Properties - where they go
70% of the buying process happens anonymously, and it takes place on a combination of different web properties.
Properties are all the places a customer can research and discover your brand, product, or industry online. This could include your website, a mobile app, social media page, youtube, or customer review site.
Financial institutions need to know where their customers go to get informed, to obtain information, and to find solutions.
Path - how they get there
The path details the sequence of digital channels people use before making a purchase from you.
For banks and credit unions, search and social are popular channels for first discovering your website. During these early stages, users are searching NON-branded terms (e.g. banks near me, local credit unions, credit unions in my city, etc). As the customer gets closer to a decision, they will go directly back to your site or perform a branded search (searching your brand name directly in Google or Bing).

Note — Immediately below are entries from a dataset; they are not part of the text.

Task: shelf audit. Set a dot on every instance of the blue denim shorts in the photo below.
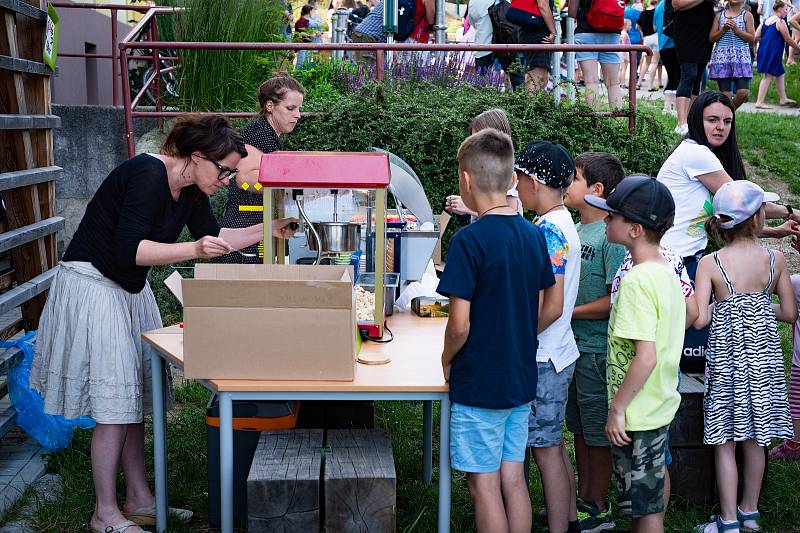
(546, 425)
(605, 58)
(481, 438)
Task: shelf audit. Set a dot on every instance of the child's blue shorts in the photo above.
(481, 438)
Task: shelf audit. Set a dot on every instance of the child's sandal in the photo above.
(745, 517)
(721, 526)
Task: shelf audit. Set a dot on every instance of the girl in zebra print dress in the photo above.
(745, 399)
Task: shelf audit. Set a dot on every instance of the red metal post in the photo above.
(632, 91)
(114, 51)
(126, 98)
(156, 68)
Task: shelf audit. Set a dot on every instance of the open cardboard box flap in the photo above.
(270, 286)
(273, 322)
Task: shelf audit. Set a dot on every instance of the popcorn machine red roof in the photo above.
(338, 196)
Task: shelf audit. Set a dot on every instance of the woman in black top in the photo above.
(692, 24)
(280, 99)
(90, 358)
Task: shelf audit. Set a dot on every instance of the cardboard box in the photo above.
(274, 322)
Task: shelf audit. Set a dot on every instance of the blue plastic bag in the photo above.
(54, 432)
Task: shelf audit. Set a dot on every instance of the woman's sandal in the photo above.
(721, 526)
(746, 517)
(122, 527)
(146, 516)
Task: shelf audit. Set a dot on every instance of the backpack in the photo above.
(606, 15)
(503, 31)
(405, 19)
(667, 27)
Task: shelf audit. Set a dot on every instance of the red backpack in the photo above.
(606, 15)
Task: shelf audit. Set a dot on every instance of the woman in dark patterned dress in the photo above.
(280, 99)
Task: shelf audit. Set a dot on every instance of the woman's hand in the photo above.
(208, 247)
(790, 228)
(284, 228)
(456, 205)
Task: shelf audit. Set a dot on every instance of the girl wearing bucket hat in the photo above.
(707, 158)
(746, 398)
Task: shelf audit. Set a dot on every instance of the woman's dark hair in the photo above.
(728, 152)
(211, 135)
(722, 236)
(491, 118)
(276, 88)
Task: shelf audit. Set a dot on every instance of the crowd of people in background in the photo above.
(694, 42)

Knowing which channels are used at the beginning or end of the customer journey should impact how you value and prioritize them.
Purpose - what is accomplished at each stage
Finally, determine how each digital touch point can impact the user as they move through the buying funnel.
The buying funnel represents a sequence of steps a buyer takes before purchasing. First, they become aware of their problem, then consider their options, develop a preference among those options, and then buy. It looks something like this:
Different marketing messaging works better depending on where someone is in the funnel. Promotional messaging is ineffective early in the customer journey, but becomes more effective the closer someone is to purchasing.
Every property and channel in the consumer path has a purpose that fits in this buying funnel. When those properties address that purpose successfully, the marketing will be more effective.
How Banks and Credit Unions Can Discover Their Own Customers' Journey
The easiest way to better understand your customers begins by talking to them.
Get the names of five people who represent your target customer and who recently opened new accounts, then ask the following questions:
- When did you first realize you had a need?
- What was the first thing you thought of?
- What was the first thing you did?
- What sites did you visit?
- What did you search?
- When did you first find us?
- How long before you contacted us?
- What else did you see that was influential?
The more you ask, the more their journey will come into focus. Trends and similarities will begin to emerge, and your primary personas will be revealed.
Next, develop your persona pain statements. These are the thoughts or statements they have when the buying process first begins. A pain statement speaks to their problem, not your solution.
For most banks and credit unions, customer pain points are around not having the money they need to do what they want. Therefore, the customer's pain is about not having a material item or not pursue a business strategy due to lack of working capital.
After developing your persona’s pain statements, simulate their research phase. Identify which channels they use to begin researching their problem. Most will go to Google. Those who are new to taking on loans will want to know the process, cost, and how to make the right decision. This is your opportunity to intercept them with relevant, educational information that answers those questions and provides value.
Final thoughts on bank or credit union marketing
Banks and credit unions should focus on the entire customer journey. Financial decisions are some of the most stressful decisions, so by educating customers, and not simply selling to them, an early sense of loyalty can be developed.
Your formula is ultimately derived from how your customers behave. Get to know your customers and their behavior as much as possible, and the right formula will be revealed.